Basses-Pyreaees, a department of France, bounded S. by the Pyrenees and W. by the bay of Biscay; area, 2,945 sq. m.; pop. in 1872, 476,700. It was formed from Beam, Navarre, and a part of Gascony. About half the surface is covered with pastures and marshes; forests occupy one sixth; the rest is fertile. The mountains give birth to numerous torrents, the principal of which are the Adour, Bidouze, and Nive. The chief mineral springs are those of Eaux-Bonnes and Eaux-Chaudes. There is much industrial and commercial activity, and an active trade is carried on through Bayonne. It is divided into the arrondissements of Pau, Bayonne, Orthez, Oloron, and Mauleon. Capital, Pau.


Bassoon, a musical wind instrument made of wood, in the shape of a long tube, which is played by means of a reed through a bent brass mouthpiece. It is called by the Italians fagotto, because composed of two pieces of wood bound together like a fagot, and serves as the base to the clarinet and oboe, its tone being closely assimilated to that of the latter. It has a compass of three octaves, from double B flat to B flat in alt, and from its sweet and plaintive tone is an agreeable instrument in the orchestra, where for many years, however, it occupied a very subordinate position. It was invented by Alfranio, a canon of Pavia, in 1539, and was introduced into England by Handel about 1720.

Bassus Caesius

Bassus Caesius, a Roman lyric poet of the 1st century. Only two lines of his poems are extant, one being quoted by Priscian and another by Diomedes; but he was praised by Quintilian, and Persius addressed a satire to him. He is said to have been destroyed with his villa by the eruption of Vesuvius which buried Herculaneum and Pompeii (79).


Bassutos, a tribe or a political union of several tribes of the Bechuanas, S. Africa. Their territory, which covers an area of about 12,700 sq. m., is bounded E. by Cafiraria and Natal, N. and W. by the Orange Free State, and S. by Cape Colony; pop. estimated at about 100,000. The Bassutos are indebted to a chieftain named Moshesh for improvements in agriculture, the introduction of something like civilized manners, and the organization of a regulated administration. Protestant missionaries, chiefly those of the French societe des missions etangeliques, have been laboring among them since 1830, and have numerous stations. After protracted wars with the Orange Free State, the Bassutos had on March 26, 1866, to conclude a peace by which a portion of their territory was ceded to that republic; the remainder, with about 60,000 inhabitants, was on March 12, 1868, annexed to Natal,


Bastia, a seaport town on the N. E. coast of the island of Corsica, 66 m.

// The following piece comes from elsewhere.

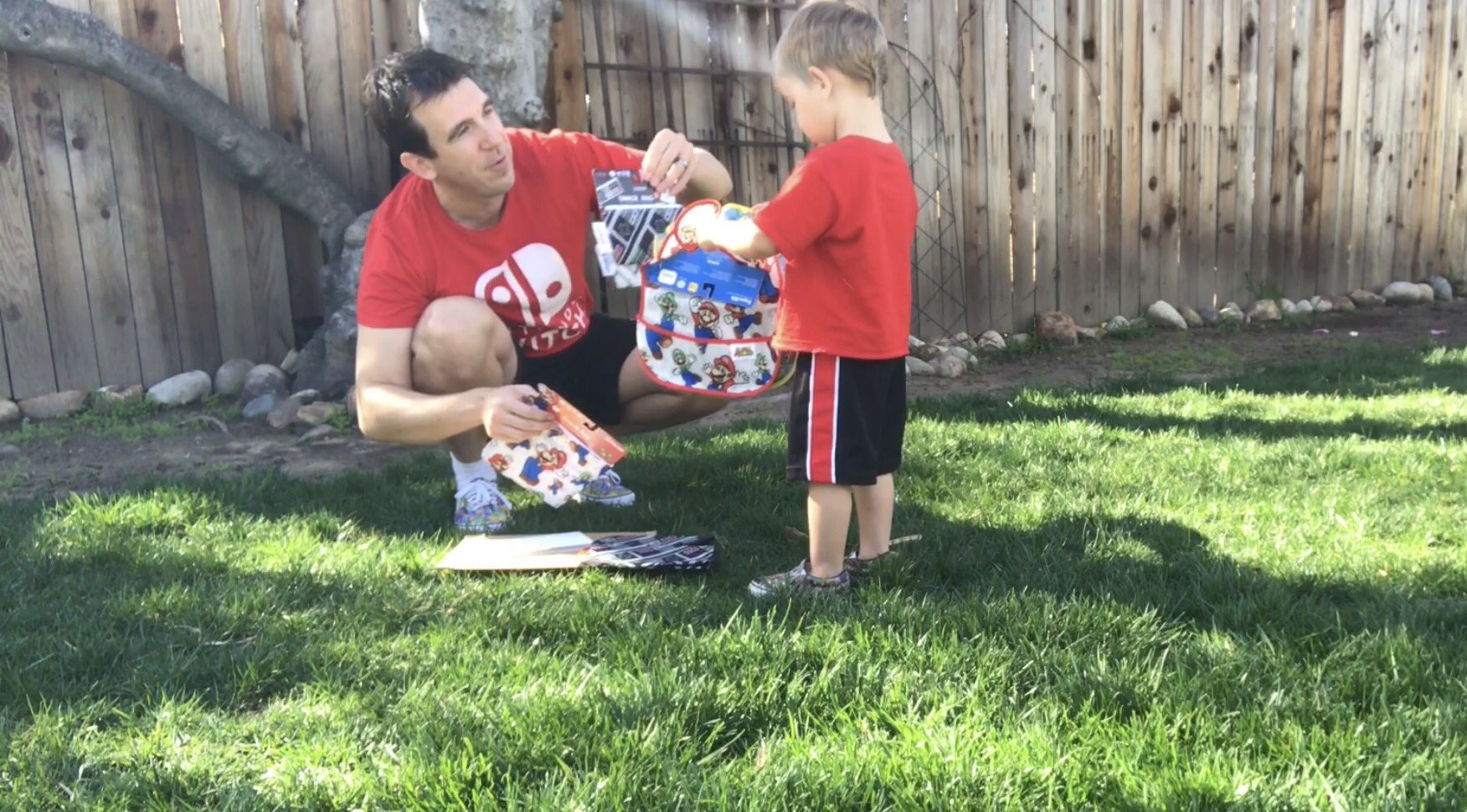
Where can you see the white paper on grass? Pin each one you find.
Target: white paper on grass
(473, 550)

N. N. E. of Ajaccio; pop. about 20,000. It is built in the shape of an amphitheatre, on a mountain; has narrow angular streets, and is defended by modern forts. It has a small but convenient harbor, is the chief commercial city of Corsica, and the seat of its highest courts. The inhabitants carry on a trade in skins, wine, oil, wax, and fruits. Bastia was founded in 1380, by the Genoese, Leonel Lomellino. In 1745 the English took it, but were compelled to surrender it in the following year. In 1748 it successfully defended itself against the Austrians and the Piedmontese. After the union of Corsica with France, in 1768, the English held it for a short time, and in 1794, under Admiral Hood, they took the city after a long siege.